International law is exceptionally clear on torture’s illegality, and notions of effectiveness are irrelevant. Nonetheless, the idea that “torture works” remains a useful argument for its proponents.
Aware of this, the Obama administration established the first federally funded scientific research program in decades to study the most effective interrogation methods. Behavioral scientists working in that program have compiled research that confirms what many experienced interrogators have been claiming for years — building rapport with a suspect draws out more reliable information, and faster, than harsh methods.
This project was led by the Research Committee of the High-Value Detainee Interrogation Group which commissioned numerous independent investigations (all legal and ethical) and integrated the results into training and practice. The group was assembled from various government agencies and created by Obama’s original executive order. It authorized scientists to explore a vital research question that has languished unstudied for over a half century.
For scholars who have investigated the utility of torture, this is particularly meaningful since historians have yet to uncover any government inquiries into its efficacy; that is, supporters have zero researched proof of its advantage.
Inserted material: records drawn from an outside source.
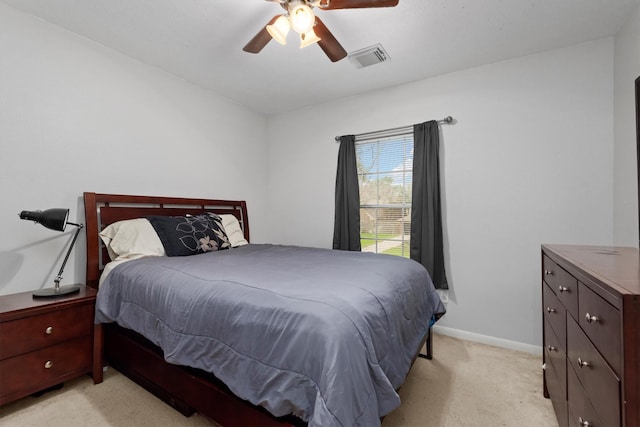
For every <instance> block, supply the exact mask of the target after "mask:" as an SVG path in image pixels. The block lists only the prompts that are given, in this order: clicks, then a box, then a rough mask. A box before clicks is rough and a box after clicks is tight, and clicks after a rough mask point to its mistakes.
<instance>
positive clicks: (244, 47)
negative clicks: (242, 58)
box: [242, 15, 280, 53]
mask: <svg viewBox="0 0 640 427" xmlns="http://www.w3.org/2000/svg"><path fill="white" fill-rule="evenodd" d="M279 17H280V15H276V16H274V17H273V19H271V21H269V23H268V24H267V25H272V24H273V23H274V22H276V19H278V18H279ZM267 25H265V26H264V27H262V29H261V30H260V31H258V34H256V35H255V36H254V37H253V38H252V39H251V40H249V43H247V44H246V45H244V47H243V48H242V50H244V51H245V52H249V53H258V52H260V51H261V50H262V48H264V47H265V46H266V45H267V43H269V42H270V41H271V34H269V32H268V31H267Z"/></svg>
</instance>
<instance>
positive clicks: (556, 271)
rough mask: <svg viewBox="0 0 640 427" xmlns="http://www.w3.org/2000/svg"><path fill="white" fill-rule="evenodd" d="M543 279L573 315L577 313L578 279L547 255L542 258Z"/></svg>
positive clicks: (577, 307) (576, 313)
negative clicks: (542, 265)
mask: <svg viewBox="0 0 640 427" xmlns="http://www.w3.org/2000/svg"><path fill="white" fill-rule="evenodd" d="M543 264H544V265H543V269H544V281H545V282H546V283H547V284H548V285H549V287H550V288H551V289H552V290H553V292H554V293H555V294H556V295H557V296H558V299H559V300H560V301H561V302H562V304H563V305H564V306H565V307H566V309H567V311H568V312H569V313H570V314H571V315H572V316H574V317H576V316H577V315H578V280H577V279H576V278H575V277H573V276H572V275H571V274H569V273H568V272H567V271H566V270H564V269H563V268H562V267H560V266H559V265H558V264H556V263H555V262H553V261H551V259H549V258H548V257H546V256H545V257H544V258H543Z"/></svg>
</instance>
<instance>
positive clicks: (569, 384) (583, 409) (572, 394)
mask: <svg viewBox="0 0 640 427" xmlns="http://www.w3.org/2000/svg"><path fill="white" fill-rule="evenodd" d="M567 379H568V383H569V384H568V387H569V396H571V397H570V399H569V401H568V406H569V408H568V409H569V411H568V412H569V426H575V427H584V426H585V422H586V423H588V424H586V425H587V426H589V427H615V426H618V425H619V424H607V423H603V422H602V421H600V417H598V414H597V412H596V410H595V409H594V408H593V406H592V405H591V403H590V402H589V397H588V396H587V393H586V391H585V390H584V388H582V385H581V384H580V380H578V377H577V376H576V373H575V372H574V371H573V369H568V370H567Z"/></svg>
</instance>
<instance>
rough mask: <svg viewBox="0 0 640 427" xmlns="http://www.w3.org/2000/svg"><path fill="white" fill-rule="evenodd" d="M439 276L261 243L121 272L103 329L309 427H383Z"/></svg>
mask: <svg viewBox="0 0 640 427" xmlns="http://www.w3.org/2000/svg"><path fill="white" fill-rule="evenodd" d="M444 312H445V309H444V306H443V305H442V303H441V301H440V299H439V297H438V295H437V294H436V292H435V289H434V287H433V285H432V283H431V279H430V278H429V275H428V273H427V272H426V270H425V269H424V267H423V266H422V265H420V264H419V263H417V262H414V261H411V260H408V259H405V258H401V257H395V256H388V255H377V254H369V253H361V252H344V251H334V250H329V249H317V248H303V247H294V246H278V245H256V244H251V245H247V246H242V247H239V248H233V249H231V250H225V251H218V252H210V253H205V254H201V255H194V256H189V257H173V258H169V257H149V258H143V259H139V260H134V261H129V262H126V263H124V264H122V265H119V266H117V267H115V268H114V269H113V270H112V271H111V272H110V273H109V274H108V275H107V277H106V278H105V279H104V280H103V283H102V285H101V286H100V290H99V292H98V299H97V305H96V322H97V323H106V322H117V323H118V324H120V325H121V326H123V327H125V328H129V329H132V330H135V331H137V332H138V333H140V334H142V335H144V336H145V337H147V338H148V339H149V340H151V341H152V342H153V343H155V344H156V345H158V346H159V347H161V348H162V349H163V352H164V357H165V359H166V360H167V361H168V362H170V363H174V364H179V365H186V366H191V367H194V368H200V369H203V370H206V371H209V372H211V373H213V374H215V376H216V377H218V378H219V379H220V380H221V381H223V382H224V383H225V384H227V386H228V387H229V388H230V389H231V390H232V391H233V393H235V394H236V395H237V396H239V397H241V398H243V399H246V400H248V401H250V402H251V403H253V404H255V405H260V406H263V407H265V408H266V409H267V410H268V411H269V412H271V413H272V414H274V415H275V416H283V415H288V414H294V415H297V416H298V417H300V418H302V419H303V420H305V421H308V423H309V426H323V427H328V426H366V427H371V426H378V425H380V417H381V416H383V415H385V414H387V413H389V412H390V411H392V410H393V409H395V408H396V407H397V406H399V404H400V398H399V396H398V394H397V393H396V390H397V389H398V388H399V387H400V385H401V384H402V383H403V381H404V379H405V376H406V375H407V373H408V372H409V368H410V367H411V361H412V358H413V356H414V355H415V352H416V349H417V348H418V345H419V343H420V341H421V340H422V339H423V338H424V337H425V334H426V333H427V330H428V328H429V326H430V322H432V321H433V320H434V319H437V318H438V317H439V316H440V315H442V314H443V313H444Z"/></svg>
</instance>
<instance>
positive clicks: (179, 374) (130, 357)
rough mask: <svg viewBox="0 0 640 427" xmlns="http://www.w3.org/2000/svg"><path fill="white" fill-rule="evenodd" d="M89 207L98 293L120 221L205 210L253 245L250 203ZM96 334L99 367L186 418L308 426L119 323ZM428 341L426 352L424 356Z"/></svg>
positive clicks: (93, 205) (96, 340)
mask: <svg viewBox="0 0 640 427" xmlns="http://www.w3.org/2000/svg"><path fill="white" fill-rule="evenodd" d="M84 206H85V221H86V232H87V282H86V283H87V286H90V287H93V288H95V289H98V283H99V279H100V274H101V273H102V270H103V268H104V264H106V263H107V262H108V261H109V255H108V253H107V250H106V247H105V246H104V245H103V244H102V241H101V240H100V237H99V236H98V233H99V232H100V231H101V230H102V229H104V228H105V227H106V226H107V225H109V224H112V223H114V222H116V221H120V220H124V219H133V218H140V217H144V216H146V215H185V214H199V213H202V212H215V213H218V214H232V215H235V216H236V218H238V221H239V223H240V226H241V228H242V229H243V231H244V236H245V238H246V239H247V241H249V220H248V217H247V205H246V202H245V201H233V200H211V199H196V198H177V197H150V196H129V195H118V194H97V193H84ZM96 330H97V331H98V332H97V333H98V334H99V336H98V338H97V339H96V342H98V343H99V344H98V347H100V348H98V349H97V350H96V351H95V354H98V355H101V357H102V360H99V361H98V362H99V363H100V365H98V366H105V365H106V364H108V365H111V366H113V367H114V368H115V369H116V370H118V371H119V372H121V373H123V374H124V375H126V376H127V377H129V378H130V379H132V380H133V381H135V382H136V383H138V384H140V385H141V386H142V387H144V388H145V389H147V390H148V391H150V392H152V393H153V394H155V395H156V396H157V397H159V398H160V399H162V400H163V401H165V402H166V403H168V404H169V405H171V406H172V407H174V408H175V409H176V410H178V411H179V412H180V413H182V414H183V415H185V416H190V415H192V414H194V413H195V412H198V413H200V414H201V415H203V416H205V417H207V418H210V419H212V420H213V421H215V422H216V423H218V424H221V425H223V426H261V427H270V426H274V427H275V426H279V427H284V426H289V427H299V426H304V425H306V423H304V422H302V421H301V420H300V419H299V418H297V417H293V416H290V417H281V418H276V417H274V416H272V415H271V414H270V413H269V412H267V411H266V410H264V409H263V408H261V407H258V406H255V405H252V404H251V403H249V402H247V401H245V400H242V399H240V398H238V397H237V396H235V395H234V394H233V393H232V392H231V391H230V390H229V389H228V388H227V387H226V386H225V385H224V384H223V383H222V382H221V381H219V380H218V379H217V378H215V376H213V375H212V374H209V373H207V372H204V371H202V370H198V369H193V368H188V367H184V366H179V365H173V364H170V363H167V362H166V361H165V360H164V357H163V354H162V350H161V349H160V348H158V347H157V346H155V345H154V344H152V343H151V342H150V341H148V340H147V339H145V338H144V337H142V336H141V335H139V334H137V333H135V332H133V331H131V330H128V329H125V328H122V327H120V326H117V325H116V324H105V325H102V328H96ZM425 343H426V347H427V354H426V355H424V354H420V353H419V351H420V349H421V348H422V346H423V345H424V344H425ZM417 357H424V358H427V359H431V357H432V343H431V330H429V331H428V333H427V336H426V337H425V338H424V340H423V342H422V343H421V344H420V346H419V348H418V349H417V350H416V356H415V357H414V361H415V359H416V358H417ZM94 364H95V362H94Z"/></svg>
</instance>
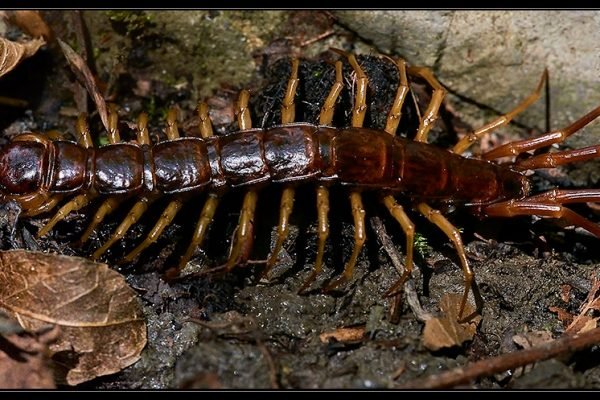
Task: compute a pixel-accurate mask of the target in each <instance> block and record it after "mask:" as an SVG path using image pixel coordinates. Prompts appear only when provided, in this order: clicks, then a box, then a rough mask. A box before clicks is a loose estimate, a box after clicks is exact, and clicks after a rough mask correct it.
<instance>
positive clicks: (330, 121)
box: [319, 61, 344, 125]
mask: <svg viewBox="0 0 600 400" xmlns="http://www.w3.org/2000/svg"><path fill="white" fill-rule="evenodd" d="M343 88H344V81H343V77H342V62H341V61H336V63H335V82H334V84H333V87H332V88H331V91H330V92H329V94H328V95H327V98H326V99H325V103H323V107H321V114H320V115H319V125H331V121H332V120H333V110H334V109H335V103H336V101H337V99H338V97H339V96H340V93H341V92H342V89H343Z"/></svg>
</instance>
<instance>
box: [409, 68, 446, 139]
mask: <svg viewBox="0 0 600 400" xmlns="http://www.w3.org/2000/svg"><path fill="white" fill-rule="evenodd" d="M408 74H409V75H414V76H420V77H421V78H423V79H425V81H426V82H427V83H429V85H430V86H431V87H432V88H433V94H432V96H431V101H430V102H429V105H428V106H427V109H426V110H425V115H424V116H423V117H422V118H421V122H420V123H419V129H418V130H417V134H416V135H415V139H414V140H415V141H417V142H424V143H427V136H428V135H429V131H430V130H431V128H432V127H433V124H434V123H435V121H436V120H437V119H438V117H439V110H440V106H441V105H442V101H443V100H444V97H445V96H446V89H444V87H443V86H442V84H441V83H440V82H439V81H438V80H437V79H436V77H435V76H434V75H433V72H432V71H431V70H430V69H429V68H425V67H409V68H408Z"/></svg>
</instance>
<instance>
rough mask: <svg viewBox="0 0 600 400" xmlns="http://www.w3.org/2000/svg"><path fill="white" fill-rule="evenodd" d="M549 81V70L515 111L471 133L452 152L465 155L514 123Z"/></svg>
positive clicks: (544, 72)
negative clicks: (516, 118)
mask: <svg viewBox="0 0 600 400" xmlns="http://www.w3.org/2000/svg"><path fill="white" fill-rule="evenodd" d="M547 80H548V70H547V69H546V70H544V73H543V74H542V78H541V79H540V83H538V85H537V87H536V88H535V90H534V91H533V93H531V94H530V95H529V96H527V97H526V98H525V100H523V101H522V102H521V103H519V104H518V105H517V106H516V107H515V108H514V109H513V110H511V111H509V112H507V113H506V114H504V115H501V116H499V117H498V118H496V119H494V120H492V121H491V122H488V123H487V124H485V125H484V126H482V127H481V128H479V129H476V130H475V131H473V132H471V133H469V134H468V135H466V136H465V137H463V138H462V139H461V140H459V141H458V143H456V144H455V145H454V147H453V148H452V152H454V153H456V154H462V153H464V152H465V151H466V150H467V149H468V148H469V147H471V145H472V144H473V143H475V142H477V141H478V140H479V139H481V138H482V137H483V136H484V135H485V134H487V133H489V132H491V131H493V130H494V129H497V128H500V127H501V126H505V125H508V123H509V122H510V121H512V120H513V119H514V118H515V117H516V116H517V115H518V114H520V113H522V112H523V111H525V110H526V109H527V108H528V107H529V106H531V105H532V104H533V103H535V102H536V101H537V100H538V99H539V98H540V96H541V94H542V88H543V87H544V83H545V82H546V81H547Z"/></svg>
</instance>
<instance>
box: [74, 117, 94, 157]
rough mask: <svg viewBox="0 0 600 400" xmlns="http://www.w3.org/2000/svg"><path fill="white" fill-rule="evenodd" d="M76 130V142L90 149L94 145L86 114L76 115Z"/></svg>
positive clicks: (86, 147) (84, 146)
mask: <svg viewBox="0 0 600 400" xmlns="http://www.w3.org/2000/svg"><path fill="white" fill-rule="evenodd" d="M75 130H76V131H77V135H78V137H77V142H78V143H79V144H80V145H81V146H83V147H85V148H86V149H91V148H92V147H94V142H93V140H92V134H91V133H90V127H89V125H88V123H87V114H86V113H81V114H79V117H77V124H76V127H75Z"/></svg>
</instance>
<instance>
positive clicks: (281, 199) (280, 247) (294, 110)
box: [261, 59, 299, 278]
mask: <svg viewBox="0 0 600 400" xmlns="http://www.w3.org/2000/svg"><path fill="white" fill-rule="evenodd" d="M298 66H299V63H298V59H294V60H293V61H292V73H291V77H290V80H289V81H288V85H287V91H286V93H285V96H284V98H283V104H282V106H281V123H282V124H289V123H291V122H294V117H295V115H296V103H295V102H294V98H295V97H296V88H297V87H298V83H299V79H298ZM294 195H295V189H294V187H292V186H291V185H286V186H285V188H284V189H283V193H282V194H281V206H280V207H279V224H278V225H277V240H276V242H275V247H274V248H273V251H272V252H271V255H270V256H269V258H268V259H267V265H266V266H265V269H264V270H263V272H262V274H261V278H268V276H269V272H271V269H272V268H273V266H274V265H275V263H276V262H277V256H278V255H279V252H280V251H281V248H282V247H283V242H284V241H285V239H286V238H287V236H288V234H289V218H290V214H291V213H292V210H293V208H294Z"/></svg>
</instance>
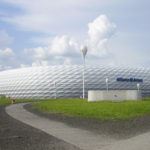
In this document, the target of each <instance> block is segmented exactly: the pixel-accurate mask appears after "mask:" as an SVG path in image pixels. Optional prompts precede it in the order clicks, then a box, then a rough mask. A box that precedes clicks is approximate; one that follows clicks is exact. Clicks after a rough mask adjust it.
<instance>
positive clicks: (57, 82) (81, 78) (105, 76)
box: [0, 65, 150, 99]
mask: <svg viewBox="0 0 150 150" xmlns="http://www.w3.org/2000/svg"><path fill="white" fill-rule="evenodd" d="M82 73H83V66H77V65H74V66H48V67H29V68H19V69H12V70H6V71H1V72H0V95H5V96H9V97H12V98H39V99H42V98H54V97H55V95H57V97H59V98H72V97H77V98H79V97H81V96H82V84H83V78H82ZM106 78H108V87H109V89H110V90H135V89H137V84H139V85H140V90H141V92H142V96H150V69H144V68H138V69H135V68H134V69H133V68H121V67H120V68H117V67H99V66H86V69H85V95H86V97H87V93H88V90H106Z"/></svg>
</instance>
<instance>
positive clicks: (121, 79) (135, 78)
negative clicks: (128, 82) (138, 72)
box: [117, 78, 143, 82]
mask: <svg viewBox="0 0 150 150" xmlns="http://www.w3.org/2000/svg"><path fill="white" fill-rule="evenodd" d="M117 81H120V82H143V79H138V78H117Z"/></svg>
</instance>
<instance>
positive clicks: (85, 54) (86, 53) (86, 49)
mask: <svg viewBox="0 0 150 150" xmlns="http://www.w3.org/2000/svg"><path fill="white" fill-rule="evenodd" d="M80 50H81V52H82V57H83V99H84V98H85V56H86V54H87V51H88V49H87V47H86V46H81V48H80Z"/></svg>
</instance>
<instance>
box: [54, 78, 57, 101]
mask: <svg viewBox="0 0 150 150" xmlns="http://www.w3.org/2000/svg"><path fill="white" fill-rule="evenodd" d="M54 88H55V99H56V98H57V88H56V81H54Z"/></svg>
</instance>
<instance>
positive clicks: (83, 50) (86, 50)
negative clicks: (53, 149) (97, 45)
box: [80, 46, 88, 57]
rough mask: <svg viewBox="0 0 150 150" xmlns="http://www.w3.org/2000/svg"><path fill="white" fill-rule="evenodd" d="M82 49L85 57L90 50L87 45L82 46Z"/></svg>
mask: <svg viewBox="0 0 150 150" xmlns="http://www.w3.org/2000/svg"><path fill="white" fill-rule="evenodd" d="M80 50H81V52H82V54H83V57H85V56H86V54H87V51H88V49H87V46H81V47H80Z"/></svg>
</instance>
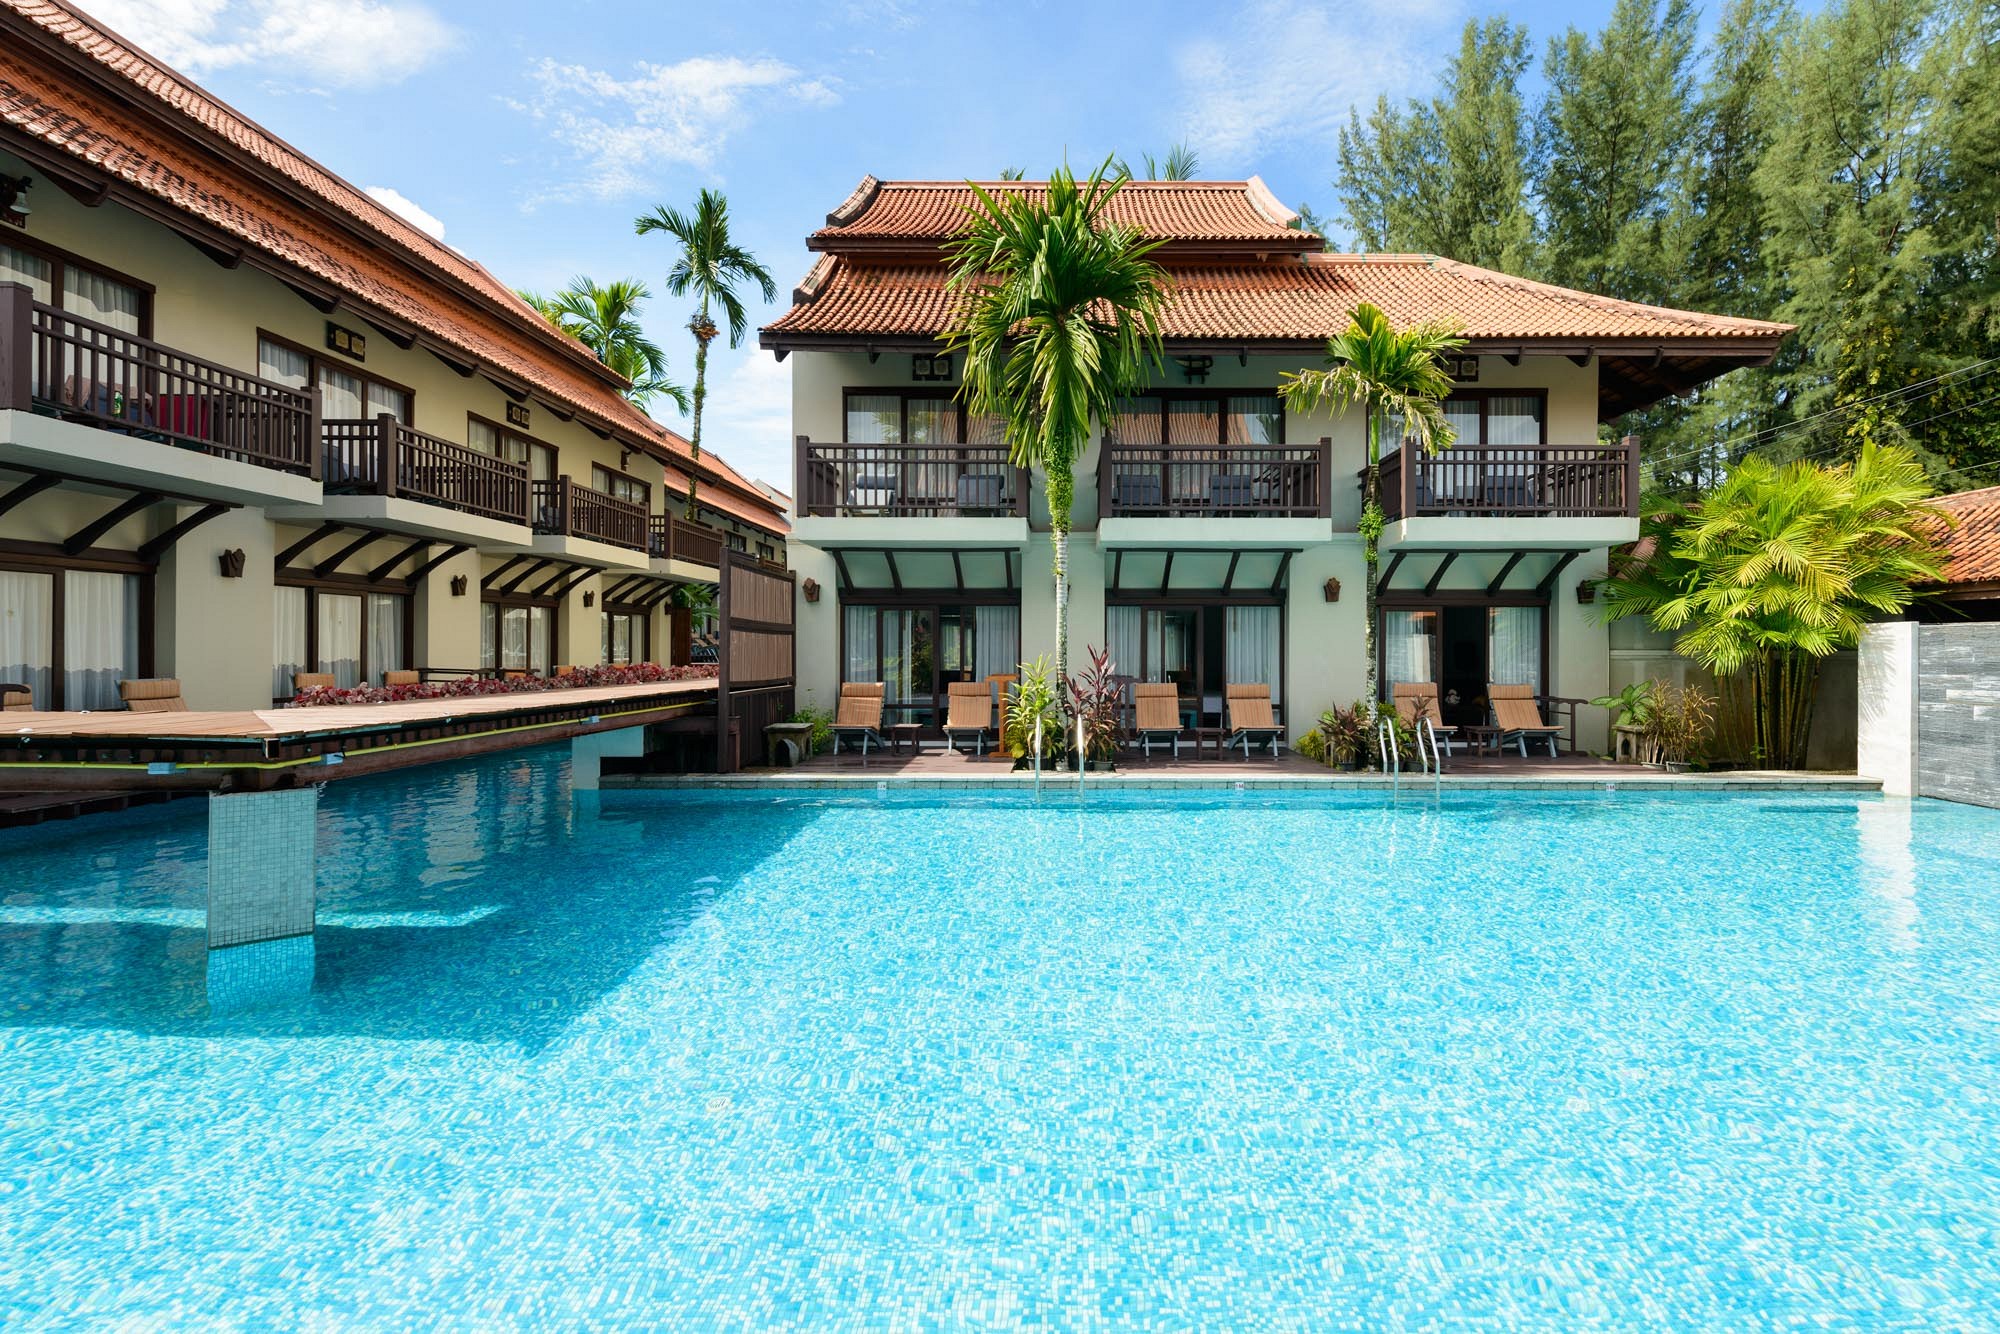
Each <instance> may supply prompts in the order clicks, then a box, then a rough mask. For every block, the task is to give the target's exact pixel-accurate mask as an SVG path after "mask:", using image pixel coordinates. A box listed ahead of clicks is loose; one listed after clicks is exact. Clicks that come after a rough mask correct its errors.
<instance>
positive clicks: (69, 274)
mask: <svg viewBox="0 0 2000 1334" xmlns="http://www.w3.org/2000/svg"><path fill="white" fill-rule="evenodd" d="M140 300H142V298H140V292H138V288H134V286H128V284H124V282H118V280H114V278H106V276H104V274H92V272H90V270H88V268H78V266H76V264H64V266H62V308H64V310H68V312H70V314H74V316H82V318H86V320H96V322H98V324H110V326H112V328H114V330H118V332H120V334H134V336H136V334H138V312H140ZM70 708H76V706H74V704H72V706H70Z"/></svg>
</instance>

For this reason, the Senate Select Committee on Intelligence report on the C.I.A.’s use of torture, which found no evidence of its usefulness, is a document of historic proportions that should be fully published without delay.
Fundamentally, the Obama administration’s two-pronged approach of closing legal gaps and studying effective means of interrogation, in fact, helps illuminate the moral point at stake. Simply put, the relevant question has become:
How could an act that is manifestly prohibited and scientifically shown to lessen our chances of saving lives—all while destroying a person’s dignity—possibly be considered moral?
All of this will loom over the new president, and act as a bulwark against torture’s return. Let us hope it is enough.